Quant à Caracalla, joué comme un sybarite agréablement fou par Fred Hechinger, il était bien l’empereur romain, et oui, il a vraiment régné conjointement avec son frère Geta – mais seulement brièvement jusqu’à ce que le premier fasse tuer le second. (D’ailleurs, la syphilis est évoquée dans Gladiator II – il est peu probable qu’elle soit arrivée en Europe bien avant la grande épidémie de vérole de 1495, bien que ses origines soient sujettes à débat.) Dans le film de Scott, les empereurs frères et sœurs sont des créations assez particulières – quelque part entre Johnny Rotten, les Harkonnens du Dune original et les personnages les plus effacés que l’on puisse trouver dans un tableau de Lawrence Alma-Tadema, leur effémination pleurnicharde. s’oppose de manière troublante aux vertus masculines du gladiateur de Paul Mescal. Ils sont pâles et roux, bien qu’en réalité ils soient les fils d’un père né en Libye, Septime Sévère, et d’une mère syrienne, Julia Domna. (D’une autre manière, le film s’investit à juste titre dans la mise en valeur de la diversité de la vie romaine, avec ses habitants venus de tout le monde méditerranéen.)

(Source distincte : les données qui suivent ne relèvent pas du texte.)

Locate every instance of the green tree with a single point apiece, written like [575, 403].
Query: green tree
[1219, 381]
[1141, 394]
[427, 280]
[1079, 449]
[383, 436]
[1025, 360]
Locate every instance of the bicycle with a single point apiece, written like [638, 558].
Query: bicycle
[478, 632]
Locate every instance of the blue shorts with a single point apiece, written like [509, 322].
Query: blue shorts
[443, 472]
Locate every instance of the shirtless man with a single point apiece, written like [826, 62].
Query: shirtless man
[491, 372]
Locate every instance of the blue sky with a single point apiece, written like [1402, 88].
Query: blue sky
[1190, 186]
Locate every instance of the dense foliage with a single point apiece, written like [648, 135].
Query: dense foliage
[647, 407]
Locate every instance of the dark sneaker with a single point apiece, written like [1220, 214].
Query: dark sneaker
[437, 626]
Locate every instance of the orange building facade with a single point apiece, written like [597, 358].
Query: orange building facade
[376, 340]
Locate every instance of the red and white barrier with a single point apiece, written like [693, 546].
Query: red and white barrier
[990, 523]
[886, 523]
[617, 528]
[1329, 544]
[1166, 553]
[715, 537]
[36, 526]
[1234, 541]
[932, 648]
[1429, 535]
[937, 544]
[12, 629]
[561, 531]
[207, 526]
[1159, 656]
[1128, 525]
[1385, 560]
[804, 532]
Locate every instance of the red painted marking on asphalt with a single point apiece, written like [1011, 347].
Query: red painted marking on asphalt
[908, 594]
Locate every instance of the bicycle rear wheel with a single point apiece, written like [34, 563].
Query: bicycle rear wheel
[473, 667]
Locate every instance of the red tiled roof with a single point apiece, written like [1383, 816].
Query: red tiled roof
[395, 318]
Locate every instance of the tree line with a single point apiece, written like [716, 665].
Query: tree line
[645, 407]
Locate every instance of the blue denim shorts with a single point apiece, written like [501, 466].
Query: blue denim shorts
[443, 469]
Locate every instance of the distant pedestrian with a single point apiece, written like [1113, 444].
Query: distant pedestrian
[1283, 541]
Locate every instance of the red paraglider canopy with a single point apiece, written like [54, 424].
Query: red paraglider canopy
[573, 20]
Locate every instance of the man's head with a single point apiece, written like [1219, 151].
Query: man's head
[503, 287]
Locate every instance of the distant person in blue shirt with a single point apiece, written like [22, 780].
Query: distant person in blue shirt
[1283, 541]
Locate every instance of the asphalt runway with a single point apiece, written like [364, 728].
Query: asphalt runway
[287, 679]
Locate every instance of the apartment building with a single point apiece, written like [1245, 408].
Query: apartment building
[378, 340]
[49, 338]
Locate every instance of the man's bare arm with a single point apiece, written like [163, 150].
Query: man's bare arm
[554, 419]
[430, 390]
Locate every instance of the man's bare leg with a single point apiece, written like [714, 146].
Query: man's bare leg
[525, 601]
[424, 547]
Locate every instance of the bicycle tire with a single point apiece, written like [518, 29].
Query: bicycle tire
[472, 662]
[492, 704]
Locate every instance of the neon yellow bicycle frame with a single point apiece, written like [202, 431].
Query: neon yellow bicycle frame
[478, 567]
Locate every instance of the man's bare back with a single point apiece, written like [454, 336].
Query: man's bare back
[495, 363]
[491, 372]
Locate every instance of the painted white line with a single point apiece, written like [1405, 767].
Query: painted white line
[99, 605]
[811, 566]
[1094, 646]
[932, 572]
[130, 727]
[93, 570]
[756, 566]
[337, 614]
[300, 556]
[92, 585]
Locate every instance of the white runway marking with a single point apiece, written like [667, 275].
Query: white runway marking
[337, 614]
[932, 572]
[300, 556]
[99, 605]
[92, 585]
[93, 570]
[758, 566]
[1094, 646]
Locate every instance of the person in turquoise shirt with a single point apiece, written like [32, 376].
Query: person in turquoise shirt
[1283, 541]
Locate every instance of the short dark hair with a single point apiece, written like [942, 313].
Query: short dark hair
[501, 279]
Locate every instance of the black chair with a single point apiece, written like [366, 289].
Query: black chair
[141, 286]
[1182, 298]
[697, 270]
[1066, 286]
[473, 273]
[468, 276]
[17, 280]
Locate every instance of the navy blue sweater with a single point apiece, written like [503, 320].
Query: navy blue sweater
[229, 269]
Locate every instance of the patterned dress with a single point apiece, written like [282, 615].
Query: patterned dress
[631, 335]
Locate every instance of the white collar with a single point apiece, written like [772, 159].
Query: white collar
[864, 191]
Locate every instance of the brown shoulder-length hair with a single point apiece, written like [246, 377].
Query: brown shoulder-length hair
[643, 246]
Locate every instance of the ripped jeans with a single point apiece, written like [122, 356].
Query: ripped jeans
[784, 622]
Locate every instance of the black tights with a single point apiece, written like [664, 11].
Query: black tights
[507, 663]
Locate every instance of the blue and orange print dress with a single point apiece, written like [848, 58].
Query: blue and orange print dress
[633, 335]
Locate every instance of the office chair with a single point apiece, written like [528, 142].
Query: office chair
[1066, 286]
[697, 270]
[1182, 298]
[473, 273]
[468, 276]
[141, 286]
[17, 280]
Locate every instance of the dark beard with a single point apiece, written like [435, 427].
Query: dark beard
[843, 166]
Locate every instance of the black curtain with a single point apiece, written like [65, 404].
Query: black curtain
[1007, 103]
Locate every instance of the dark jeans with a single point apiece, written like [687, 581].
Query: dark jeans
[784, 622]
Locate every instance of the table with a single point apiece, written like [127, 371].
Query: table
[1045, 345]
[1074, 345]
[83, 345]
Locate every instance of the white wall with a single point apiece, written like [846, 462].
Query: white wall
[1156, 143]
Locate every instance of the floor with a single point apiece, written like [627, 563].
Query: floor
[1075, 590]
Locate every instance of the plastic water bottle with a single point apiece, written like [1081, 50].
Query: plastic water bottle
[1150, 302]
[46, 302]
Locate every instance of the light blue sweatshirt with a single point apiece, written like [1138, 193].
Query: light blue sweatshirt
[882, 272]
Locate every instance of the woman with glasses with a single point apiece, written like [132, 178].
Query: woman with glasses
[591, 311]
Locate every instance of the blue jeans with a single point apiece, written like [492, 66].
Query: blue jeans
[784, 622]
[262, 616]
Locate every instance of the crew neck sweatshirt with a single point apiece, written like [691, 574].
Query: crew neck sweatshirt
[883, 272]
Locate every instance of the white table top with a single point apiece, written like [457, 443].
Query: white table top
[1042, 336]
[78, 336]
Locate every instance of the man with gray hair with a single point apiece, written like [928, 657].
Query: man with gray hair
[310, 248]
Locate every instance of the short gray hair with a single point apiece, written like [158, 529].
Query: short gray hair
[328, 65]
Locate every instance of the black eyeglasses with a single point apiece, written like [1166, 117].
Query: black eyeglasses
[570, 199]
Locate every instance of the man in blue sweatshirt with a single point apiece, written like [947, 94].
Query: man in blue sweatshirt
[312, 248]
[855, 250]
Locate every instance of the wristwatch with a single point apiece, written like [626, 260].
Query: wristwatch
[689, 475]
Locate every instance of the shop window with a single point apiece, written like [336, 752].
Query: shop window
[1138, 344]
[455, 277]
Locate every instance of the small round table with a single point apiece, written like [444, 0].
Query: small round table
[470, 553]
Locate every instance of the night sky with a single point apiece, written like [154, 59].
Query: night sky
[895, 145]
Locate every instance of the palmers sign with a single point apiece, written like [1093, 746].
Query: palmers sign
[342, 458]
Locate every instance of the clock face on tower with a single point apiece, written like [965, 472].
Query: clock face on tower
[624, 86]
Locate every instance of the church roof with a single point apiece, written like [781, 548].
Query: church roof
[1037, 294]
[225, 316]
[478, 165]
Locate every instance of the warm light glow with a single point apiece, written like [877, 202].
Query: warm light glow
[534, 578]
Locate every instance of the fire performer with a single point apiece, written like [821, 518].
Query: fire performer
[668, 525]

De gauche à droite, Fred Hechinger dans le rôle de l’empereur Caracalla, Pedro Pascal dans le rôle du général Acacius et Joseph Quinn dans le rôle de l’empereur Geta. Photographie : Aidan Monaghan/© 2024 Paramount Pictures

Le vrai Caracalla était un guerrier barbu, à l’air coriace, probablement sans eye-liner, qui a à peine atterri à Rome, passant la majeure partie de son règne à faire la guerre et/ou à massacrer des gens. Il a financé la construction d’un énorme complexe thermal à Rome et, de manière significative, a adopté une loi rendant les hommes libres dans tout l’empire citoyens. Il est resté 19 bonnes années à la tête du groupe avant son assassinat. Sa mère, Julia Domna, est l’une des femmes les plus reconnaissables de l’empire romain, grâce à une coiffure très distinctive composée de vagues horizontales en forme de casque, immortalisées dans la sculpture, les pièces de monnaie, la poterie et le célèbre « tondo de Berlin ».

Le dernier est un tableau rare qui la représente, elle, son mari et leurs enfants. Le visage de Geta a été rayé après son retrait du trône, tout comme son nom a été effacé des inscriptions à travers l’empire. Diverses sources romaines indiquent que Domna exerce un pouvoir important à Rome. Exactement le genre de scénario qui aurait pu fournir une intrigue intéressante…

Et cela, malheureusement, fait partie du problème. Gladiator I est un film classique pour de nombreuses raisons : l’une d’elles est sa grande intrigue. Je ne crois pas une seconde que Marc Aurèle conspirait secrètement pour réintroduire la république romaine – mais l’idée a fonctionné comme intrigue pour le film, notamment parce qu’il y avait vraiment un courant de pensée romaine qui revenait avec nostalgie au « bon vieux jours »avant le règne d’un seul homme. Gladiator II est une sorte de redessin bancal de Gladiator I, cloué maladroitement sur le modèle de son prédécesseur.

Parce qu’il est tellement déterminé à suivre les rythmes du film précédent, très vite, cela n’a plus beaucoup de sens. Le pauvre Paul Mescal fait un travail merveilleux avec ses scènes de combat, mais il a par ailleurs du mal avec un personnage dont les motivations ne semblent pas correspondre. Vous pouvez ignorer beaucoup d’absurdités historiques si l’histoire vous entraîne avec force ; quand ce n’est pas le cas, les doutes sur tout le reste s’engouffrent.

Mes attentes de pédant ont été comblées dès les premières minutes, lorsque Mescal prononce une véritable citation de l’auteur Tacite. (« Ils créent un désert et appellent cela la paix » – une phrase retentissante attribuée par l’historien au leader calédonien Calgacus, bien qu’à une période historique différente.) Après cela, c’est au moins une descente pour moi. Allez voir Gladiator II pour les rhinocéros menaçants, les membres coupés giclant du sang (si c’est votre truc) et les fabuleuses scènes de foule. Pour un bon film : restez fidèle à Gladiator I.